Nach den Urteilsfeststellungen beging der Angeklagte die ihm in diesem Verfahren zur Last gelegten 75 Straftaten zwischen April 1992 und Dezember 1995. In diesem Zeitraum wurde er wegen anderer Taten zweimal wie folgt verurteilt:
1. Am 13. August 1992 verurteilte ihn das Amtsgericht Neunkirchen unter Einbeziehung der Strafen aus einem Urteil des Amtsgerichts Saarbrücken vom 28. September 1988 (alle abgeurteilten Taten lagen vor Juni 1988) zu einer Gesamtfreiheitsstrafe von zwei Jahren.

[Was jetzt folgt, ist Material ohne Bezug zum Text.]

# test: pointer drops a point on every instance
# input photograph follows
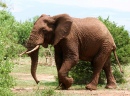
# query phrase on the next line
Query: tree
(2, 4)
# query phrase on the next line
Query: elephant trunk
(34, 62)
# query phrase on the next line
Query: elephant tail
(114, 51)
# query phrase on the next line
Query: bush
(7, 42)
(82, 72)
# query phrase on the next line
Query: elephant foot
(91, 87)
(111, 86)
(67, 82)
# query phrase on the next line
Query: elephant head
(46, 30)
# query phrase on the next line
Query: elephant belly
(88, 55)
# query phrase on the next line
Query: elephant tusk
(58, 86)
(28, 52)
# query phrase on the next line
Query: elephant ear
(63, 27)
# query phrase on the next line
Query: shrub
(7, 41)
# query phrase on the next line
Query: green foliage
(82, 72)
(7, 47)
(2, 4)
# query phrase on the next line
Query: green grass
(23, 65)
(48, 87)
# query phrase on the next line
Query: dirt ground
(83, 92)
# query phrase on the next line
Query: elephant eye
(45, 21)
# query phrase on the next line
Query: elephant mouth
(30, 51)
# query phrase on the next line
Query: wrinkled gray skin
(74, 39)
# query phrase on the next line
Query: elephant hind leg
(97, 64)
(111, 82)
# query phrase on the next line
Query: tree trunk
(34, 62)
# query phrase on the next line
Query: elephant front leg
(63, 74)
(111, 82)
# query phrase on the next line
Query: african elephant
(73, 39)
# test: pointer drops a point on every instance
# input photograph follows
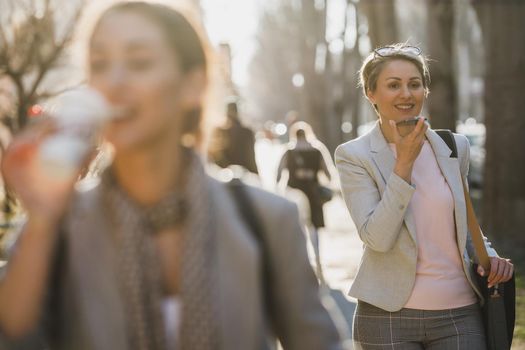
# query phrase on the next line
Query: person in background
(154, 254)
(404, 193)
(305, 158)
(234, 143)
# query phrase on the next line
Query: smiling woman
(153, 255)
(405, 196)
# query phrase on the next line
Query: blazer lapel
(384, 159)
(451, 171)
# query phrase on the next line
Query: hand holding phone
(410, 122)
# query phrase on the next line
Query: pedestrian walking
(404, 193)
(305, 158)
(154, 255)
(233, 143)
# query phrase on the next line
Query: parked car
(475, 133)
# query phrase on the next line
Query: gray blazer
(92, 315)
(378, 203)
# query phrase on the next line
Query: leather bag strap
(473, 225)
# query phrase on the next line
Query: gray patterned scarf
(139, 264)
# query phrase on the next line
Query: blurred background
(302, 56)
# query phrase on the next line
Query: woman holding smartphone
(405, 195)
(155, 255)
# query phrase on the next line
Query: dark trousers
(410, 329)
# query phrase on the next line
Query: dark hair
(182, 37)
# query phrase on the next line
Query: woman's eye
(97, 66)
(139, 64)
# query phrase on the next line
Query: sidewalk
(340, 247)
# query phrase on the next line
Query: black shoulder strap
(249, 215)
(448, 137)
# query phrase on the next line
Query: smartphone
(412, 121)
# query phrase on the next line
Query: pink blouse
(440, 280)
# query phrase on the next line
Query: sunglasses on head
(386, 51)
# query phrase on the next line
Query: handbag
(325, 194)
(499, 309)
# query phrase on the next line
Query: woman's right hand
(408, 148)
(42, 195)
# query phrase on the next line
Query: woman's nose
(405, 92)
(116, 77)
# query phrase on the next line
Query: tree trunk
(443, 102)
(504, 186)
(382, 24)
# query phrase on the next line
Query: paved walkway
(340, 247)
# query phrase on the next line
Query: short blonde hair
(373, 64)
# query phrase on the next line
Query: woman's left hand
(501, 270)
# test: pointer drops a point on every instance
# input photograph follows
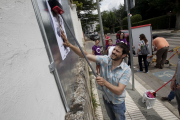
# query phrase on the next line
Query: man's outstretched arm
(76, 49)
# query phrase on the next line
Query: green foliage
(161, 22)
(108, 20)
(125, 22)
(136, 18)
(78, 4)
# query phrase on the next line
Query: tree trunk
(177, 21)
(113, 29)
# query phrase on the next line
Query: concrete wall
(77, 25)
(27, 89)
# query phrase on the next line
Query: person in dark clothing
(143, 41)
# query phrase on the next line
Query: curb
(166, 104)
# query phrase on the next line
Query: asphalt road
(156, 77)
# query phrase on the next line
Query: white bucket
(149, 101)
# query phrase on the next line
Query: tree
(111, 19)
(84, 10)
(108, 20)
(176, 9)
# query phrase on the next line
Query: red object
(152, 95)
(140, 26)
(57, 9)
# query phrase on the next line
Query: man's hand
(66, 42)
(100, 80)
(173, 85)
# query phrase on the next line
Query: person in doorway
(106, 38)
(143, 41)
(114, 77)
(129, 57)
(169, 97)
(175, 83)
(96, 50)
(161, 45)
(121, 39)
(110, 44)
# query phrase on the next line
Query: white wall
(146, 30)
(27, 89)
(77, 25)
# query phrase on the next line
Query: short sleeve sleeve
(125, 77)
(102, 59)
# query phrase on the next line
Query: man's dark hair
(124, 47)
(155, 36)
(97, 39)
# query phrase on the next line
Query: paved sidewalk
(136, 110)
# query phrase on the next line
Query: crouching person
(114, 76)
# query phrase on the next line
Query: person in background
(143, 41)
(114, 76)
(96, 50)
(121, 39)
(129, 57)
(169, 97)
(161, 45)
(110, 43)
(118, 34)
(175, 83)
(106, 38)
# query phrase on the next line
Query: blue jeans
(171, 95)
(144, 57)
(115, 111)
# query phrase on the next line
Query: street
(155, 78)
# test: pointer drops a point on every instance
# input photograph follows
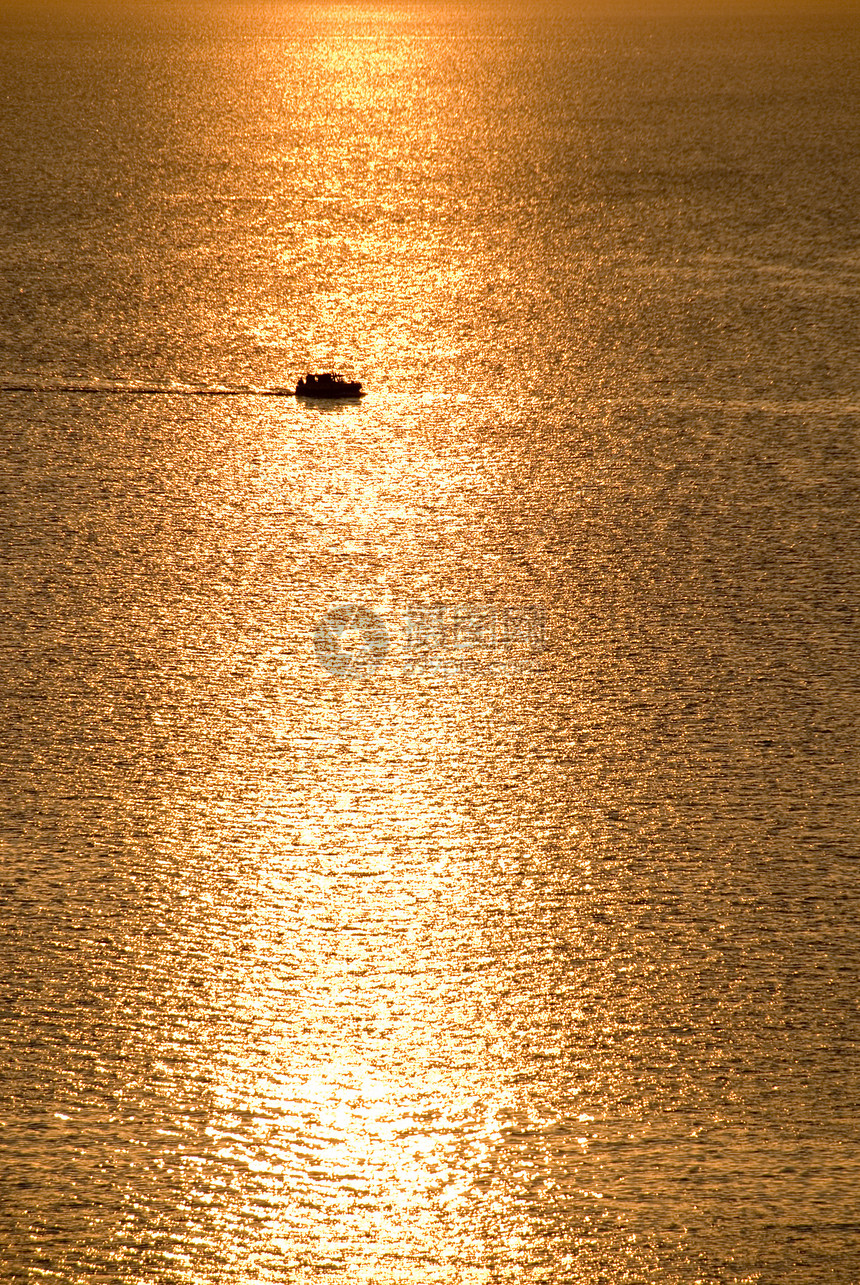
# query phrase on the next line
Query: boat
(328, 384)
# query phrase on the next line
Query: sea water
(430, 828)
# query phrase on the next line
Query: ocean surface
(430, 824)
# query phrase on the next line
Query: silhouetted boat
(328, 386)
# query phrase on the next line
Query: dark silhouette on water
(328, 384)
(309, 386)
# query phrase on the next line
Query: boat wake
(148, 389)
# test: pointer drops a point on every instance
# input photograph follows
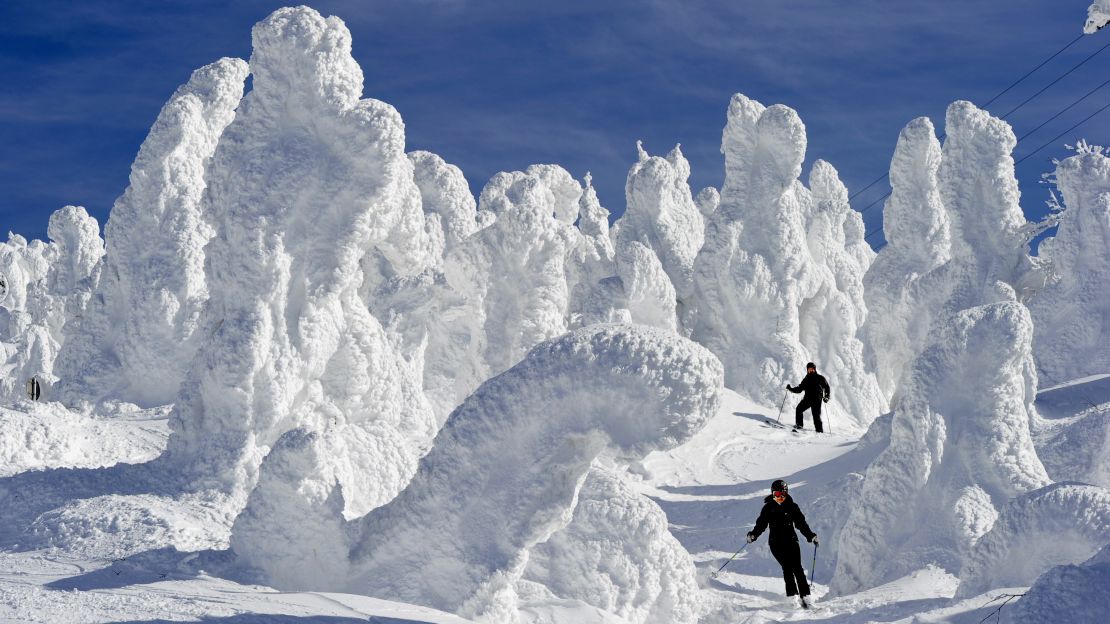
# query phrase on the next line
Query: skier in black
(783, 515)
(817, 392)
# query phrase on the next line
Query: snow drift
(503, 475)
(900, 281)
(617, 554)
(1080, 592)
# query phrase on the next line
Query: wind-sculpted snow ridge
(959, 450)
(618, 555)
(1098, 16)
(139, 336)
(766, 298)
(1072, 313)
(1076, 593)
(1072, 433)
(313, 201)
(505, 471)
(1065, 523)
(46, 285)
(662, 215)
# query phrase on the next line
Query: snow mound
(1071, 312)
(1081, 592)
(956, 452)
(139, 335)
(313, 202)
(617, 554)
(1098, 16)
(767, 283)
(1060, 524)
(506, 469)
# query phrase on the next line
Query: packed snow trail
(710, 487)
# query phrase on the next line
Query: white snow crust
(1098, 16)
(304, 356)
(1081, 592)
(767, 282)
(142, 328)
(957, 453)
(46, 285)
(313, 202)
(504, 474)
(662, 217)
(1060, 524)
(1072, 312)
(617, 554)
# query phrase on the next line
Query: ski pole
(714, 575)
(814, 566)
(778, 418)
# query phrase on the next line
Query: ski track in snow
(710, 487)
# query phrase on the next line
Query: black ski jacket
(783, 520)
(815, 386)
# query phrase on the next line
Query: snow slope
(384, 386)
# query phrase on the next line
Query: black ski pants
(788, 554)
(815, 406)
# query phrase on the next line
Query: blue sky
(497, 86)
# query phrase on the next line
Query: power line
(874, 182)
(1097, 52)
(1065, 132)
(874, 203)
(999, 94)
(1072, 42)
(1069, 107)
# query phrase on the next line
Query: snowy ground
(710, 487)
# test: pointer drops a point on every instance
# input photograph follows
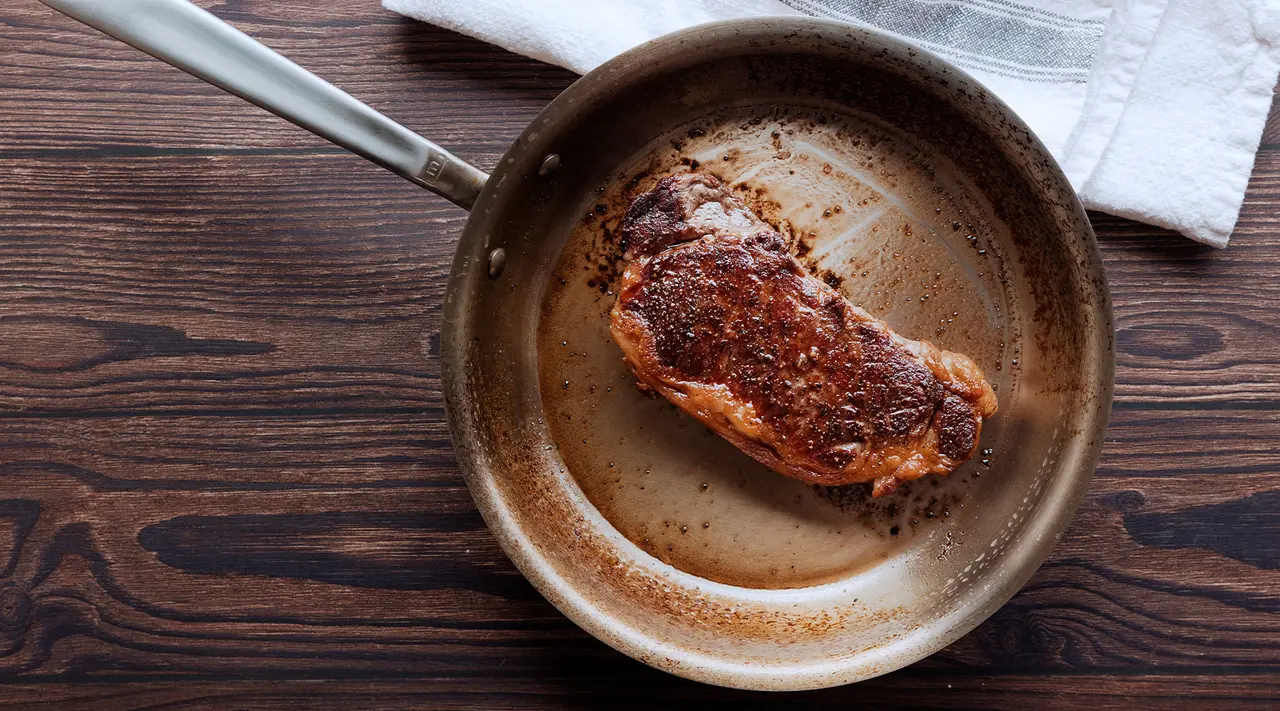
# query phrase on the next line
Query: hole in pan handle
(197, 42)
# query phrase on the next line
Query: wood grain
(225, 477)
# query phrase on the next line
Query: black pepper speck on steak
(714, 314)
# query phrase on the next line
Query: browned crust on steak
(714, 314)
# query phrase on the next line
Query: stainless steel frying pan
(895, 177)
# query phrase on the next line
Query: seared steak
(714, 314)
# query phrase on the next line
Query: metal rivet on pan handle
(497, 261)
(549, 164)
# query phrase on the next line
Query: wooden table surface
(225, 474)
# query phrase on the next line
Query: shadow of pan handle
(197, 42)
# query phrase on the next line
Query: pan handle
(197, 42)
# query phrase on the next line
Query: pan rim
(1025, 552)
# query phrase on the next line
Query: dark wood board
(225, 475)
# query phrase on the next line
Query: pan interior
(946, 218)
(888, 222)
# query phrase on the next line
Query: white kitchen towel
(1153, 108)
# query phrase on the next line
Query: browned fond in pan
(897, 179)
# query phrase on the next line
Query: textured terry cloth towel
(1153, 108)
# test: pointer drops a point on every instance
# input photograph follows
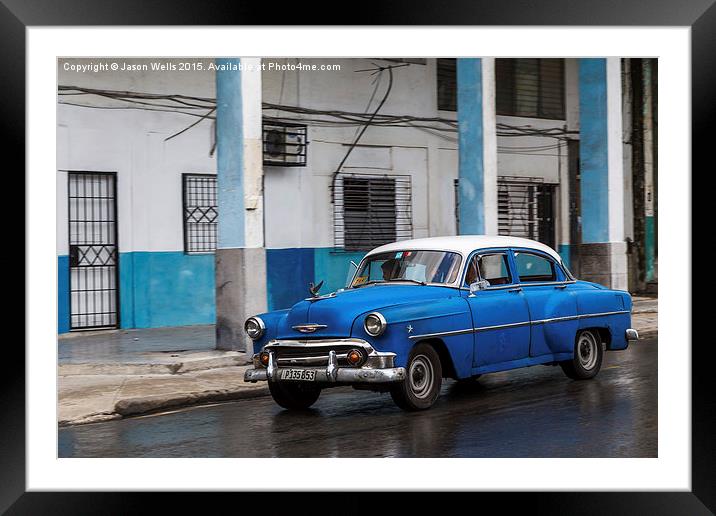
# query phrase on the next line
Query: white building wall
(131, 143)
(298, 209)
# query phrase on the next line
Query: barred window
(447, 84)
(371, 210)
(530, 87)
(526, 209)
(200, 213)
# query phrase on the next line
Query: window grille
(371, 210)
(93, 252)
(447, 84)
(530, 87)
(200, 213)
(284, 145)
(526, 209)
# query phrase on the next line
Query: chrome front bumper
(378, 367)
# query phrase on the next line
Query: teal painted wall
(593, 149)
(166, 289)
(471, 186)
(159, 289)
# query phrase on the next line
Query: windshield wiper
(371, 282)
(411, 280)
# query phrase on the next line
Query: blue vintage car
(421, 310)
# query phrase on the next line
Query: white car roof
(465, 244)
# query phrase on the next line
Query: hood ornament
(313, 289)
(309, 327)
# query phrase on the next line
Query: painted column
(648, 139)
(477, 140)
(240, 255)
(603, 249)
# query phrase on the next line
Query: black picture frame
(17, 15)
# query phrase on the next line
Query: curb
(148, 404)
(144, 405)
(126, 368)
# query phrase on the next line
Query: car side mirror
(478, 285)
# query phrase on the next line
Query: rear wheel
(421, 387)
(588, 355)
(294, 396)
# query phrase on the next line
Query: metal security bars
(92, 207)
(284, 144)
(200, 213)
(530, 87)
(371, 210)
(525, 208)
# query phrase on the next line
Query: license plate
(305, 375)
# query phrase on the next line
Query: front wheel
(588, 354)
(421, 387)
(294, 396)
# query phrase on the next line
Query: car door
(499, 312)
(552, 304)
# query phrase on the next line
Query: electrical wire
(367, 124)
(187, 105)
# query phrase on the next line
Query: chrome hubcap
(421, 376)
(587, 350)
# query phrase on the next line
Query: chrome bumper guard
(632, 334)
(378, 367)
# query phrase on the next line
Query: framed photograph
(430, 251)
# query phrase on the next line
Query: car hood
(337, 312)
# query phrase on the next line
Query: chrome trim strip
(522, 285)
(441, 334)
(631, 334)
(308, 327)
(499, 326)
(514, 325)
(316, 342)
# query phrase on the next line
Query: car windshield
(412, 266)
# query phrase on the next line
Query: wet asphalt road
(531, 412)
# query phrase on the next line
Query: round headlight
(254, 327)
(374, 324)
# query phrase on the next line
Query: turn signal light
(263, 357)
(354, 357)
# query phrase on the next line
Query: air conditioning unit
(285, 144)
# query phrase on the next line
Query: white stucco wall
(298, 212)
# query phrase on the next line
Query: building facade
(195, 191)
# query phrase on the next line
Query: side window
(532, 267)
(490, 267)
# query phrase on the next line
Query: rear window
(533, 267)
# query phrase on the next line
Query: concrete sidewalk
(112, 374)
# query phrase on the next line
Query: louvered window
(447, 84)
(530, 88)
(371, 210)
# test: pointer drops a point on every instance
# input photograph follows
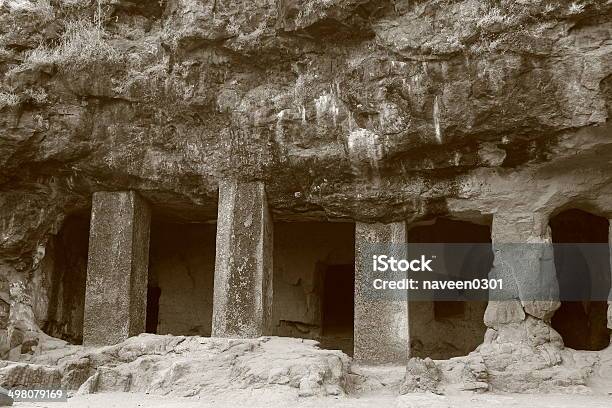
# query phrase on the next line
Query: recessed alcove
(314, 276)
(583, 273)
(441, 329)
(181, 277)
(65, 273)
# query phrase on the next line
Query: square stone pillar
(381, 333)
(242, 304)
(117, 268)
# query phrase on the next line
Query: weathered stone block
(381, 325)
(117, 269)
(242, 305)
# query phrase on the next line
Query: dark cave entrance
(583, 273)
(181, 277)
(337, 311)
(314, 274)
(65, 266)
(442, 329)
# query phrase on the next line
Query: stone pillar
(242, 304)
(381, 322)
(524, 260)
(117, 268)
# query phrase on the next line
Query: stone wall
(182, 264)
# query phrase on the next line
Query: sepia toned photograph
(306, 203)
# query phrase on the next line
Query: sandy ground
(270, 400)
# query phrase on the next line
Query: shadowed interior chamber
(181, 277)
(580, 321)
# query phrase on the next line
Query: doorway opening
(442, 329)
(314, 275)
(65, 269)
(583, 273)
(181, 278)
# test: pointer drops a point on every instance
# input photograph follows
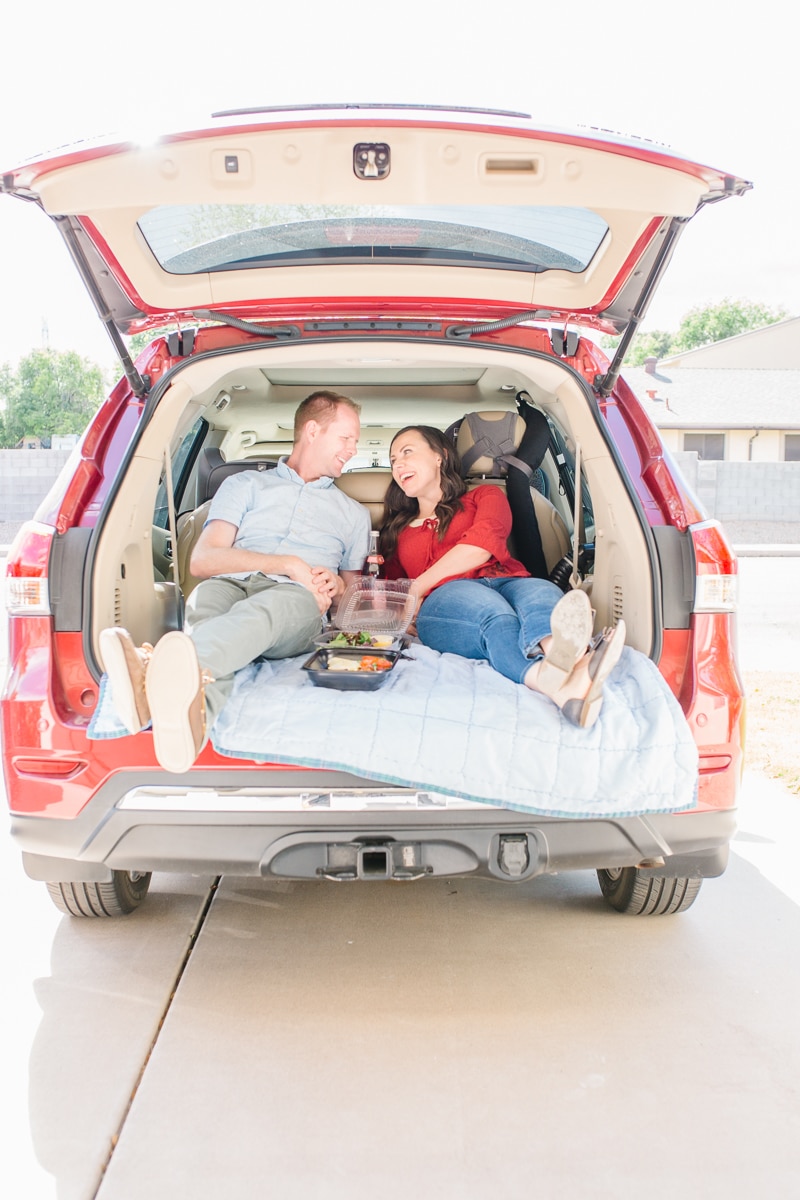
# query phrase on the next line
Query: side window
(181, 466)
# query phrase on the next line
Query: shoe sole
(175, 697)
(571, 631)
(124, 669)
(601, 664)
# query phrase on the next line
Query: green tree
(50, 393)
(699, 327)
(715, 322)
(643, 346)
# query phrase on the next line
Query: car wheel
(124, 893)
(642, 894)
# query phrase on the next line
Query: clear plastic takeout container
(376, 606)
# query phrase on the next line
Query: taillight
(26, 589)
(716, 582)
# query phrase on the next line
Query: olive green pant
(233, 622)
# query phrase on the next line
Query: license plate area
(352, 861)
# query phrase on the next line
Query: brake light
(716, 581)
(26, 588)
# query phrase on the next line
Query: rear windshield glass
(187, 239)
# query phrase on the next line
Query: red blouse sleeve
(491, 522)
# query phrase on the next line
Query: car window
(188, 239)
(181, 466)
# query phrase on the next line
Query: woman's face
(415, 465)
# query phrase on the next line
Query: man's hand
(328, 582)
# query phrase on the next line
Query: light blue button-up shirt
(277, 513)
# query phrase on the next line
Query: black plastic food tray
(348, 681)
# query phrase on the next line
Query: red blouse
(485, 521)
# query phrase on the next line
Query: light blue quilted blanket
(447, 724)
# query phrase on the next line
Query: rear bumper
(344, 829)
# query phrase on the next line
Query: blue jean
(500, 619)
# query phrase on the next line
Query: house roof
(719, 399)
(768, 347)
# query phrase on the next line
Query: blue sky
(717, 87)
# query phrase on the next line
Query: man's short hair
(320, 407)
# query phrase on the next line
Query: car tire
(124, 893)
(643, 894)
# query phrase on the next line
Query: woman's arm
(458, 561)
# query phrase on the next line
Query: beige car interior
(248, 399)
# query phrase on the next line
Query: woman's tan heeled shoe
(602, 660)
(571, 633)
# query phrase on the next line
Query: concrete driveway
(453, 1038)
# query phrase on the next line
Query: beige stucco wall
(767, 445)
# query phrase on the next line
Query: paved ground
(455, 1038)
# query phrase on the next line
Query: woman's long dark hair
(400, 509)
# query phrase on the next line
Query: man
(277, 550)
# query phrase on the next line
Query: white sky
(715, 82)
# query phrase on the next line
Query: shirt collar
(286, 472)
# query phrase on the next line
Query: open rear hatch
(272, 215)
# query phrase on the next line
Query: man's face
(336, 443)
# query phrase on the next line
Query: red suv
(429, 264)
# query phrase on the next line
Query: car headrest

2. Am 14. Juli 1994 verurteilte ihn das Amtsgericht Saarbrücken wegen versuchten Diebstahls zu einer Freiheitsstrafe von neun Monaten. Dieses Urteil ist am 17. Juni 1995 rechtskräftig geworden (UA 35).
II.
1. Bei der Gesamtstrafenbildung hat das Landgericht zunächst zutreffend ausgeführt, daß keine der der Verurteilung vom 13. August 1992 zugrundeliegenden Taten mit einer verfahrensgegenständlichen Tat gesamtstrafenfähig ist, so daß das Urteil des Amtsgerichts Neunkirchen vom 13. August 1992 bestehen bleibt. Gleichwohl meint die Strafkammer, dieser Verurteilung käme eine Zäsurwirkung zu, weshalb für alle in diesem Verfahren vor dem 13. August 1992 begangenen fünf Taten eine Gesamtstrafe zu bilden sei.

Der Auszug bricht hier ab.